Herman threads his discussion of social and racial hierarchies through several chapters. His analysis of the relationship between service spaces (the primary domain of slaves) and formal entertaining rooms (the reserve of whites) sketch for readers the role that architecture played in hierarchies that separated rich from poor, free from slave, white from black. But Herman's deft use of architectural evidence allows him to portray servants and slaves laying claim to the spaces allocated to them, enlivening them with expressions of self every bit as clear as the neoclassical ornaments preferred by their white owners. While admitting that much remains unknown, Herman raises questions that should spark additional research of rooms and buildings that are fast disappearing.

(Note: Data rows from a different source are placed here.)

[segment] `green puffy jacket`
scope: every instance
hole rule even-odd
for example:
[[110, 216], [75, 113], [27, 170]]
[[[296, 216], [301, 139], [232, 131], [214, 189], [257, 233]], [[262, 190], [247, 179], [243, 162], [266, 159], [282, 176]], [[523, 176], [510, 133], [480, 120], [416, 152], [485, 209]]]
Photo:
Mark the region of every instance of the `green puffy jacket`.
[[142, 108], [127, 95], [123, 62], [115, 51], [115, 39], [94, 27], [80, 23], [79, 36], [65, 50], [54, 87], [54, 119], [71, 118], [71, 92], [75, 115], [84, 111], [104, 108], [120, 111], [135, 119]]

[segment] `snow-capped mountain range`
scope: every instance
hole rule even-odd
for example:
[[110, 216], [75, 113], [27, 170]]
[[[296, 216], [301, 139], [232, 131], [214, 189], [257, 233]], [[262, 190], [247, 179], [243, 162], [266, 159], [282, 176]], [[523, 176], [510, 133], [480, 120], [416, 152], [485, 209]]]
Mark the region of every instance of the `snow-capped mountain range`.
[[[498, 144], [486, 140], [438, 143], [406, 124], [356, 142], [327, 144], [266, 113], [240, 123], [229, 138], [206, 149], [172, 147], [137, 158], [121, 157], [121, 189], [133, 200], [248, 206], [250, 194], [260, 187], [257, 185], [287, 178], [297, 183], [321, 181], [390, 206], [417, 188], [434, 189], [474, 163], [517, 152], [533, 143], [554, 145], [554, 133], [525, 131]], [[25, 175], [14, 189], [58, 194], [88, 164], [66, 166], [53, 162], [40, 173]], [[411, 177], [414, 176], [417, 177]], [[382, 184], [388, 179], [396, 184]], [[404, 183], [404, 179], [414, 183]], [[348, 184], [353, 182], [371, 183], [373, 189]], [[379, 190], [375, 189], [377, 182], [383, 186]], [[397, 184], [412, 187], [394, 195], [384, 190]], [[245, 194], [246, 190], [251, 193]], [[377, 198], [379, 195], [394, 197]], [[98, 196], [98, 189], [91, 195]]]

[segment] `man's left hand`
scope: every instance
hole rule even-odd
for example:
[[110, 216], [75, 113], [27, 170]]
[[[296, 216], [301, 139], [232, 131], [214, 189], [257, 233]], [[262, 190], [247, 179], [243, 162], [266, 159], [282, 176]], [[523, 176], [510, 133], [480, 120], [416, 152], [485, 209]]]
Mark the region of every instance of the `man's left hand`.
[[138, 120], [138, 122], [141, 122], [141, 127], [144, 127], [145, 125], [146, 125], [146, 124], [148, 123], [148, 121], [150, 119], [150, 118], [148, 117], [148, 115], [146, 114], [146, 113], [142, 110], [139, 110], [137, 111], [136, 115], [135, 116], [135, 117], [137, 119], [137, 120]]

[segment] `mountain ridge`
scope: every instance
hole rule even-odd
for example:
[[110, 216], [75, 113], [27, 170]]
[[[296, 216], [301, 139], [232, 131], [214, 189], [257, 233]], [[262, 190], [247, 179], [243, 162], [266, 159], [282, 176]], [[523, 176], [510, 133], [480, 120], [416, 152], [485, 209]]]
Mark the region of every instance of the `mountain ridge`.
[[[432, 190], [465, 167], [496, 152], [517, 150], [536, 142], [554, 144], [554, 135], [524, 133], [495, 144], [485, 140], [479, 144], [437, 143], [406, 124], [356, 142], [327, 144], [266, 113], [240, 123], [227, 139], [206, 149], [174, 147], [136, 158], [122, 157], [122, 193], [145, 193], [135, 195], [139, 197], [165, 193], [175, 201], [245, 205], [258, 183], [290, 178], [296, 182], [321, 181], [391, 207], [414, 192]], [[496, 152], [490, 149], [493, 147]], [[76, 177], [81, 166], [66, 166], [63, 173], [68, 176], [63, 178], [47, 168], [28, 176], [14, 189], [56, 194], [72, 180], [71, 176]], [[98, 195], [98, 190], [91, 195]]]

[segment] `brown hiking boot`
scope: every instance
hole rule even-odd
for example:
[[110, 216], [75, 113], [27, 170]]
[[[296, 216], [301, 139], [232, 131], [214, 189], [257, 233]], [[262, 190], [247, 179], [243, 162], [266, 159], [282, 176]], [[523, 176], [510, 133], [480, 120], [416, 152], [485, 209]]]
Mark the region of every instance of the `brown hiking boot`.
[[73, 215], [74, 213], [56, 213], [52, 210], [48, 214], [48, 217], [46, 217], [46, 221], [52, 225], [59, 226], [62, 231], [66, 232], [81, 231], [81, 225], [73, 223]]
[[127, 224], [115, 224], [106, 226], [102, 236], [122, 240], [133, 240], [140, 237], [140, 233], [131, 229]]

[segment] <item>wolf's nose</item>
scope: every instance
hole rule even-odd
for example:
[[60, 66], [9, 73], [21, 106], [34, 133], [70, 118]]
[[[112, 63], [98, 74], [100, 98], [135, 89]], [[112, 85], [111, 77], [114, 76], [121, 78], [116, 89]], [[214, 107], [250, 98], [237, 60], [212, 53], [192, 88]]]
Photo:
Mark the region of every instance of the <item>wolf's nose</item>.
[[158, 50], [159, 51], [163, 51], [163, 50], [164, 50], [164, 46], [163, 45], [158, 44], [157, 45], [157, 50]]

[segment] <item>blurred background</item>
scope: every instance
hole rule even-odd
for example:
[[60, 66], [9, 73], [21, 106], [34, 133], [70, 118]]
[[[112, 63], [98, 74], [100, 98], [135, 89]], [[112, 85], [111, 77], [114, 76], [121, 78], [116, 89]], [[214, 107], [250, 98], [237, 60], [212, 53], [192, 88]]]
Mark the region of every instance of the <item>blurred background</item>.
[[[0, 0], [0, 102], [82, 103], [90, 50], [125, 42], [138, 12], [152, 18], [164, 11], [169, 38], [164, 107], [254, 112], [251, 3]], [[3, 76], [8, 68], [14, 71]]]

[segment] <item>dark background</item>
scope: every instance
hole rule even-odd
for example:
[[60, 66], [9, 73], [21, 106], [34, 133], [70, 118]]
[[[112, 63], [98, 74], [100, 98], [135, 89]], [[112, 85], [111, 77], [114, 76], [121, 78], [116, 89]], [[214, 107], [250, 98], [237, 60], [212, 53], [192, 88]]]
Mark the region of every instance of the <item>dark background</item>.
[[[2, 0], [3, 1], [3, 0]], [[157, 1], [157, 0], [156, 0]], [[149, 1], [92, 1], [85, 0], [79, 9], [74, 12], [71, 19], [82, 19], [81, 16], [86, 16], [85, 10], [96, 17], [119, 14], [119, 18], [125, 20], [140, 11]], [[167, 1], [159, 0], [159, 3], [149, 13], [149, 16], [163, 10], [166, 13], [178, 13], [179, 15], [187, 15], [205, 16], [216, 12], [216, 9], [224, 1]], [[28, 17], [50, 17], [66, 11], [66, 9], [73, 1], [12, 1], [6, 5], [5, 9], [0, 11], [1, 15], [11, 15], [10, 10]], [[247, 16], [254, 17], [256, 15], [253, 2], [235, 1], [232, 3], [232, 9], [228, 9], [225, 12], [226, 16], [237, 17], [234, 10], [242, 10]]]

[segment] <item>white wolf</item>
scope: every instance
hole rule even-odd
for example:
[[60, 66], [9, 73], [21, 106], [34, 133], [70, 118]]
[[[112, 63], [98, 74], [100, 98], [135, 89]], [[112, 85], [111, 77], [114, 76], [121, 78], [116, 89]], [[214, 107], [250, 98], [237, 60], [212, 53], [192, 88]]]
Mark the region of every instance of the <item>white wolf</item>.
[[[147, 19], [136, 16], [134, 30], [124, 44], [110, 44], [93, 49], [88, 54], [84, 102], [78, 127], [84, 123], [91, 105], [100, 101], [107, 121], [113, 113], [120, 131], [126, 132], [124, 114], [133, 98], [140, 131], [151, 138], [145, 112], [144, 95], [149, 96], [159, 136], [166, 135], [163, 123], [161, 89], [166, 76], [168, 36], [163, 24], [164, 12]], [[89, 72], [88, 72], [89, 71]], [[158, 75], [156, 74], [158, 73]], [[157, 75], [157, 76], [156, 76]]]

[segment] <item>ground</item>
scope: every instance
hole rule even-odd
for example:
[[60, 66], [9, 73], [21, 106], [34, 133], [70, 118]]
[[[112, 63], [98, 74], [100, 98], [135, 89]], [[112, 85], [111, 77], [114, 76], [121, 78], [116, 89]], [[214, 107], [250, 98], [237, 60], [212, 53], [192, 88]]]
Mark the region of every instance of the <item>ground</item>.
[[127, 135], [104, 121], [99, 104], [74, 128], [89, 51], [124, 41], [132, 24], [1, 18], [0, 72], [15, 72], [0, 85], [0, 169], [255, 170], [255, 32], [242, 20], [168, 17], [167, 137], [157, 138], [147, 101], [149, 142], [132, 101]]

In sum, Town House is a remarkable book. Its material culture approach will make it useful to a wide range of scholars in a wide range of disciplines, from architectural historians to historic preservationists. Herman recovers neighborhoods and histories lost to urban renewal, proving that surviving early town houses along our eastern seaboard are indeed both rare and precious. Some readers will quibble, rightly, that Herman's conclusions are overly impressionistic, drawn as they are from what some will find dizzying comparisons of discontinuous samples of buildings separated in time and space, knit together by Herman's artful prose and thus hard to understand as part of an evolutionary process. We “know” that town houses in Whitby, England must be connected to its cousins in Boston, but defining the precise character of that relationship—the who and the how and when—demands another book. For the time being, the ambition and reach of this book and its fresh insights commend it not only to readers interested in the history of America's urban places but to everyone interested in architecture as an expression of self and community. Herman's discussion of widows' dowers and travelers' portmanteaus are among the most innovative in material culture scholarship in the last quarter century. His exploration of what converted the ephemeral or strange or temporary into the personal will find wide application. So too will his thoughts on the relationship between architecture and wealth, a dynamic that he encourages us to see not simply as a reflection of “how much” but for insight into the role that wealth played in gaining access to opportunity. For inviting us to reconsider the many factors that shaped the urban dwelling of both the powerful and the powerless, Herman deserves our congratulations.

Carter L. Hudgins is the Florian N. Hofer Distinguished Professor in the Department of History and American Studies at the University of Mary Washington where he specializes in early American history. With Elizabeth C. Cromley, he is the co-editor of Gender, Class and Shelter (University of Tennessee Press, 1995) and of Shaping Communities (University of Tennessee Press, 1997).